Outside the boundary — best-effort, not recovered¶

Writes whose result does not land in the workspace tree, so tree capture never sees them:

Writes outside the workspace tree — absolute paths such as /tmp or $HOME from sandboxed_exec or unsafe-mode Python.
MCP / external-process filesystem access — external by construction, so outside the tree capture entirely.
Noop-sandbox platforms — on platforms without an enforcing sandbox (anything other than macOS Seatbelt / Linux Landlock), arbitrary-path writes are not isolated ("no isolation enforced"), so nothing constrains them into the tree.

These may survive a crash, but Reyn makes no completeness promise about them — the tree capture holds no copy to restore. Work that must be recoverable should land inside the workspace tree.

Not a bypass (safe by construction): the safe-mode python op and the CodeAct op cannot write to the filesystem at all — open and subprocess are banned — so they create no outside-boundary writes.

A note on enforcement precision¶

The boundary's essence is tree-membership. The exact mechanics that keep writes inside the tree — host vs. container sandbox enforcement consistency, the default write_paths, and the precise filesystem reach of MCP servers — are backend- and platform-dependent enforcement details.
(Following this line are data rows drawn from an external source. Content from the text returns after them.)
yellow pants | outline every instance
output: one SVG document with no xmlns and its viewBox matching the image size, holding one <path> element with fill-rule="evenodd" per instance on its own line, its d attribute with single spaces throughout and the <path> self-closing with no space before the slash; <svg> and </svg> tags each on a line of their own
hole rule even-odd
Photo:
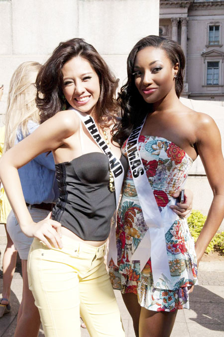
<svg viewBox="0 0 224 337">
<path fill-rule="evenodd" d="M 124 337 L 116 299 L 100 247 L 64 236 L 62 249 L 34 239 L 27 268 L 29 286 L 45 337 L 81 336 L 80 315 L 91 337 Z"/>
</svg>

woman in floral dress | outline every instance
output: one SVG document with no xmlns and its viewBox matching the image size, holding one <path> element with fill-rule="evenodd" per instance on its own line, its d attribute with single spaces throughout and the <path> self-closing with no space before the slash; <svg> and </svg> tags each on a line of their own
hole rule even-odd
<svg viewBox="0 0 224 337">
<path fill-rule="evenodd" d="M 189 308 L 189 292 L 197 283 L 197 264 L 224 215 L 220 135 L 212 118 L 179 101 L 184 65 L 176 42 L 154 35 L 144 38 L 128 56 L 127 82 L 119 98 L 122 118 L 114 139 L 123 144 L 122 153 L 130 165 L 117 212 L 117 261 L 111 260 L 109 273 L 114 289 L 121 291 L 140 337 L 170 335 L 177 309 Z M 186 219 L 169 209 L 198 154 L 214 197 L 195 248 Z M 143 174 L 140 158 L 152 191 L 152 198 L 149 195 L 146 200 L 136 190 L 136 178 Z M 156 226 L 149 227 L 145 221 L 147 208 L 155 212 L 155 200 L 162 222 L 162 230 L 156 228 L 159 235 L 154 231 Z M 144 209 L 142 201 L 146 201 Z M 166 256 L 159 258 L 163 242 Z M 166 260 L 168 273 L 163 263 Z M 158 273 L 154 266 L 162 272 Z"/>
</svg>

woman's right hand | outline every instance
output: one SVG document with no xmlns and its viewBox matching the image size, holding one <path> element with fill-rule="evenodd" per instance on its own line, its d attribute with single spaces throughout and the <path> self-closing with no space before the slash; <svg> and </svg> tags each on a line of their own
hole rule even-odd
<svg viewBox="0 0 224 337">
<path fill-rule="evenodd" d="M 52 245 L 56 248 L 62 248 L 61 238 L 61 225 L 59 222 L 51 219 L 51 212 L 47 216 L 39 222 L 32 222 L 24 227 L 22 230 L 27 236 L 34 237 L 41 241 L 49 248 Z"/>
</svg>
Treat the tree-membership boundary as the durable contract, and the per-backend enforcement as the mechanism that upholds it to varying precision, rather than assuming uniform enforcement everywhere.

Current state: the runtime / workspace durability asymmetry¶

Being honest about where the boundary's durability stands today, distinct from its scope:

Runtime substrate (WAL + snapshots) is power-loss durable — the fsync-per-append contract means an OS crash or a power cut loses nothing that was committed.
Workspace content recovery (L2) is not yet fsync-ordered — on a hard power loss the captured tree can end up diverged from the runtime state it should pair with.

This asymmetry is in progress, not a settled design choice. The direction is to bring L2 under a durability + ordering barrier that mirrors the WAL, so the entire inside-boundary set is power-loss durable, not just the runtime half. Until that lands, the completeness guarantee holds for clean process crashes; the power-loss edge for workspace content is the gap being closed. The boundary principle does not change — only how far its durability currently reaches.